'All Traces Tell Tales', 2024
Installation, sculptures, and prints on cotton fabric, embroidery, cyanotype.
A body of works co-created in collaboration with Alina Röbke, with the support of Kultursommer Rheinland-Pfalz.
Residencies in Palermo, Naples (IT), Marseille (FR), and Mainz (DE) led to an exhibition cycle at KWR40, Mainz, Germany and at the Institut Français de Mainz, Germany, by invitation of the PART collective, curated by Antonio Quint Vila. (French title : 'Les Traces, (Un conte').
Emma Tholot lives and works between Paris and Marseille as a visual artist. Her practice is rooted in both everyday and ancestral rituals, in traditions and the superstitions of the Mediterranean. Alina Röbke lives and works between Cologne and Mainz and explores places, objects, and cultural contexts using light-sensitive paintings. Their collaboration began in 2022 during their simultaneous residency in Palermo, Italy by the Institut Français Italia.
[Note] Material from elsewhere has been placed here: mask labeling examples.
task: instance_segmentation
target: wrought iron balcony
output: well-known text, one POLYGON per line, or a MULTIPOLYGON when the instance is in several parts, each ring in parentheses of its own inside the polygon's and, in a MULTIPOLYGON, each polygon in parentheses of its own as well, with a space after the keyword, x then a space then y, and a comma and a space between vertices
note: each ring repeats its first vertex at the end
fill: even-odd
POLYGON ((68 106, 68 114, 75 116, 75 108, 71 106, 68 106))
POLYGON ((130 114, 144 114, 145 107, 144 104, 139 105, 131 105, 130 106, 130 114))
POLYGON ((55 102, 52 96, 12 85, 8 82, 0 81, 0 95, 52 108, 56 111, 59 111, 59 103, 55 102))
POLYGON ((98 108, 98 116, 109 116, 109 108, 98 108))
While Röbke responds to site-specific conditions through a momentary, formal, and visual process with her materials and body, Tholot collects visual and sensory impressions over time and retells them through precise concepts, stories, and images. In 2024, they developed a joint body of work that resulted from an artistic-cultural research process conducted across various locations: Marseille, Napoli, Palermo and Mainz.
In Marseille, they made a precise research on clowns and carnivals in Europe during the last century. They connected to textures, materials, production know-how and learned techniques. The conditions of costume production through the centuries (low candle light, unstable trailers, mending and patching) inspired their process.
During the travels through Italy, the use of fabric left a significant mark on the body of work. Sun-bleached curtains on the streets, generous folds, and especially the colours serve as references within the paintings, which visually connect to the creation of costumes. The work delves into the role of clowns as both real historical figures, such as 19th-century Jean Baptiste Auriol, and as archetypal abstract representations. The formal language of circus and carnival, can be clearly interpreted across diverse cultural contexts and is adapted by Tholot and Röbke.
'All Traces Tell Tales' is constructed as a mosaic of quotations, which is visually realized in a spatial installation featuring artifacts and paintings, encapsulating the connections they discovered between the cultures of France, Italy and Germany.